The reverse of the Bitcoin medal on the Blockchain


Marc Hochstein is the editor-in-chief of CoinDesk. The opinions expressed here are his, so do not blame his collaborators.

The following article originally appeared in CoinDesk Weekly, a personalized newsletter that is delivered every Sunday exclusively to our subscribers.

Imagine two $ 1 bills. One is fresh and spotless, just arrived from the United States Mint. The other is crumpled and covered with crumbs and boogers.

Each is exactly the same as the other. It does not matter if the old man previously belonged to a coke dealer or a brother of Koch. It is still good for bus fares.

This is fungibility. It is one of the essential properties of money that we take for granted. But in cryptocurrency, the fungibility is at risk, thanks in part to the transparent nature of the blockchain, where the addresses of the portfolios are pseudonyms but the flows of funds between them are exposed to all to see.

Last week he recalled this risk when Bitfury, a startup, introduced Crystal, a set of software tools to help keep track of illegal activities on the public bitcoin registry.

As Michael del Castillo of CoinDesk reported, the platform is Bitfury's attempt to "help Bitcoin once and for all to overcome its association with black market transactions." Valery Vavilov, CEO of Bitfury, said that Crystal will allow users to "see if this bitcoin directs you" to get money from it's green or black. "

Taking a step back, Bitfury, which started as a mining operation, is not the first company to offer this type of snooping service – as noted by the CoinDesk, Chainalysis, Elliptic and Skry article (now part of Bloq).

And to be sure, capturing criminals, on equal terms, is a worthy goal. (For the sake of argument, suppose all the "crimes" that are resolved here are real crimes, the type with the victims).

Moreover, the surveillance provided by these companies can produce another advantage, helping other startups to obtain or maintain accounts with traditional financial institutions. Banks have been reluctant to serve the sector because of its association with illegal activities. If they can prove that their customers are not transferring "dirty" money, they could convince their regulators to feel comfortable with the industry.

But the use of blockchain in this way could also have perverse effects.

Sale on a blacklist

As Chris Burniske and Jack Tatar write in their book "Cryptoassets":

"A danger for bitcoins, especially for the balances known to be used for illegal activities, is that if an exchange or other lists of services are balanced, then that balance becomes illiquid and probably less valuable than the other bitcoin balances."

Woe to the merchant who sells a pair of alpaca socks to a drug dealer and therefore can not spend the contaminated coins.
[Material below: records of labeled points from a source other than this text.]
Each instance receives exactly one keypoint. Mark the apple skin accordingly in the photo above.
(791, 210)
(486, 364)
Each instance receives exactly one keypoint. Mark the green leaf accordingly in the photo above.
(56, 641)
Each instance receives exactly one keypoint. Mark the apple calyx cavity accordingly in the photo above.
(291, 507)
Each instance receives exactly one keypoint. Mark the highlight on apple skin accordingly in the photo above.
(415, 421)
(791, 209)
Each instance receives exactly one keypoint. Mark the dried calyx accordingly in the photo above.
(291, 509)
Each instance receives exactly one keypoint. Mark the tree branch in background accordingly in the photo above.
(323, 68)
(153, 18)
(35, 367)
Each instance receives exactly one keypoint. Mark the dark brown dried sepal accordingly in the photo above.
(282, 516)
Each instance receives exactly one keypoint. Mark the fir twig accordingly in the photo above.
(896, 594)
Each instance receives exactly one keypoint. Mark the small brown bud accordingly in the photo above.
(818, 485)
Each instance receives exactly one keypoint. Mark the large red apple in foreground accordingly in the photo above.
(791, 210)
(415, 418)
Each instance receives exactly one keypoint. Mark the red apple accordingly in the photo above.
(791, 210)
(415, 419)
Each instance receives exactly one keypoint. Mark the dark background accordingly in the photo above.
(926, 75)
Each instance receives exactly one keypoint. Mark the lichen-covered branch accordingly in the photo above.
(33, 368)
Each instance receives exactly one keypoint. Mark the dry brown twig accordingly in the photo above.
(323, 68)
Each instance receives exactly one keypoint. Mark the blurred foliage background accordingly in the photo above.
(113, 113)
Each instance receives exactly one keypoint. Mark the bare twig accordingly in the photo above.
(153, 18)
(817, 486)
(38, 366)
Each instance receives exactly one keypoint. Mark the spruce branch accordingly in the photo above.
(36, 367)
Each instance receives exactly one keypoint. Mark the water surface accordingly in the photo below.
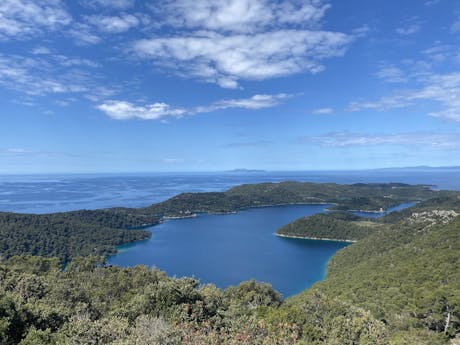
(228, 249)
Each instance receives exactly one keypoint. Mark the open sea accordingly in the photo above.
(57, 193)
(219, 249)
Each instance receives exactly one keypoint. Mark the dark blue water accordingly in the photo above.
(57, 193)
(223, 249)
(381, 214)
(228, 249)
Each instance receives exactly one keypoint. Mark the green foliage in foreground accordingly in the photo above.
(98, 232)
(64, 235)
(335, 225)
(94, 304)
(407, 275)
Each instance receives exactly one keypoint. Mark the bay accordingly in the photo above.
(59, 193)
(227, 249)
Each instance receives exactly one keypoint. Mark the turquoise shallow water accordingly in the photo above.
(228, 249)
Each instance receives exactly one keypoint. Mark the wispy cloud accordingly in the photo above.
(409, 29)
(116, 4)
(242, 15)
(409, 26)
(83, 35)
(27, 152)
(455, 28)
(322, 111)
(391, 74)
(20, 19)
(113, 24)
(441, 88)
(257, 143)
(421, 139)
(50, 74)
(122, 110)
(234, 40)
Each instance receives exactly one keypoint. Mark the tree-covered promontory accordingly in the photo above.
(98, 232)
(398, 285)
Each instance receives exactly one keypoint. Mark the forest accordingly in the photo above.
(399, 284)
(98, 232)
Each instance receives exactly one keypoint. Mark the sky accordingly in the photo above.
(214, 85)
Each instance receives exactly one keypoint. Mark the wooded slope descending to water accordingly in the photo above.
(97, 232)
(344, 226)
(398, 286)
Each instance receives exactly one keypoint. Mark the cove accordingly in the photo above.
(230, 248)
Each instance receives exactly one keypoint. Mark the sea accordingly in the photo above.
(217, 249)
(59, 193)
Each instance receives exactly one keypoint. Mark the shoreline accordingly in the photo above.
(315, 238)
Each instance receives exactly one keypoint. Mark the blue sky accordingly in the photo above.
(200, 85)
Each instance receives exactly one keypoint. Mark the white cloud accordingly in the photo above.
(391, 74)
(322, 111)
(224, 42)
(253, 103)
(409, 29)
(83, 35)
(455, 28)
(41, 51)
(122, 110)
(173, 160)
(113, 24)
(39, 76)
(241, 15)
(440, 88)
(117, 4)
(423, 139)
(226, 59)
(24, 18)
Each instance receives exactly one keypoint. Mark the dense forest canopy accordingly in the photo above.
(398, 285)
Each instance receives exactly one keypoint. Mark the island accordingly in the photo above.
(98, 232)
(398, 284)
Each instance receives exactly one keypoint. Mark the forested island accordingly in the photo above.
(399, 284)
(97, 232)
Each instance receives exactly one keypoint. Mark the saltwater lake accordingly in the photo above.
(223, 249)
(228, 249)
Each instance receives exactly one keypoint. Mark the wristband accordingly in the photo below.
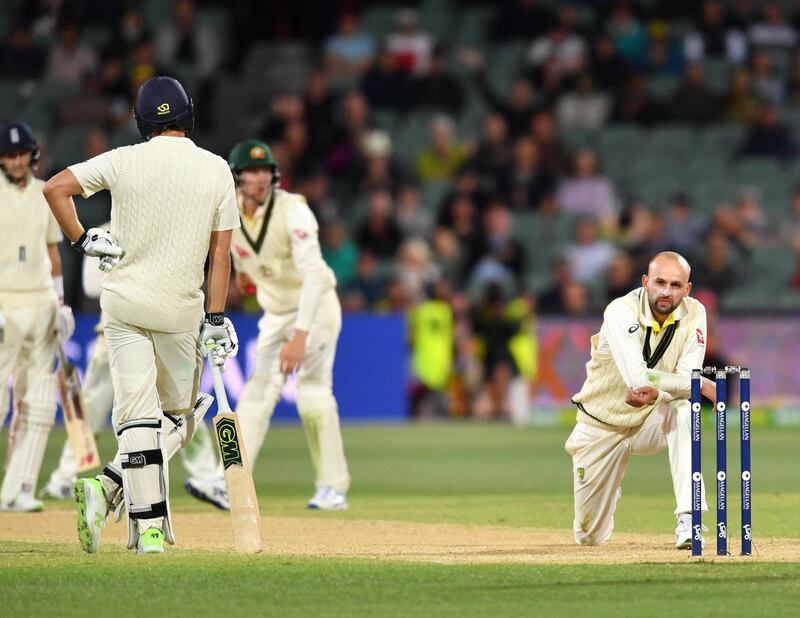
(215, 319)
And this is not half. Burniske and Tatar continue:

"Although thin, losing the fungibility could be the disappearance of a digital currency and distributed, damaging the value of all units, not just those used for illegal activities".

The developers of cryptocurrency are well aware of this danger and have worked for years to strengthen the privacy of users, who in turn would have preserved (or restored) the fungibility.

Some of these techniques, such as zk-snarks and ring signatures, have been pioneers on altcoins such as zcash and monero, respectively. (The loss of fungibility, Burniske and Tatar write, "is a problem that Monero does not have to face.") Other privacy enhancements, such as TumbleBit, have been developed for bitcoins themselves.

"Ultimately I think the challenge will be for any analytical tool to keep pace with cryptocurrency changes, with particular attention to the challenges posed by those who seem designed for anonymity," said Jason Weinstein, Bitfury strategic advisor and former 15-year veteran of the US Department of Justice who now practices the legal profession at Steptoe & Johnson LLP

Yet these improvements can exacerbate regulatory challenges.

"If you make the private accounting level like zcash, you could sacrifice an entire market," said Charles Hoskinson, founder and CEO of IOHK, a company that has developed several blockchain projects including Cardano.

For example, Japan's financial services agency, which must approve cryptocurrencies before being listed on the country's licensed stock exchanges, "can never authorize a high-security token," he said.

On the other hand, "if you do not build these types of functionality", once de-anonymized, the entire "financial history of a user from the beginning of time" will be displayed.

"It's worse than the traditional banking system," Hoskinson said.

Double standard?

All in all, it seems that the cryptocurrency is kept at a higher level of "clean money" than the fiat, at least in the physical version. Very few people are reading serial numbers on dollar bills. (To be honest, the comparison is not apple-apples, since you can not do without a suitcase full of banknotes around the world.)

Satoshi has created bitcoins so that people who do not trust each other can make transactions on the Internet. The exposure of all the transactions on the blockchain was the price paid for trust in the system, and he (or she, or they) thought that pseudonymous addresses would mitigate the loss of privacy.

Radical transparency is often advertised as a feature of blockchain technology, which could be for businesses and governments. And in bitcoin, it also produces secondary benefits for ordinary users. For example, keeping an eye on withdrawals from an exchange portfolio can help identify a race.

But in the case of the use of money, the opening of the blockchain could also prove to be a bug. Even for law-abiding citizens.

Image of dirty money through Shutterstock.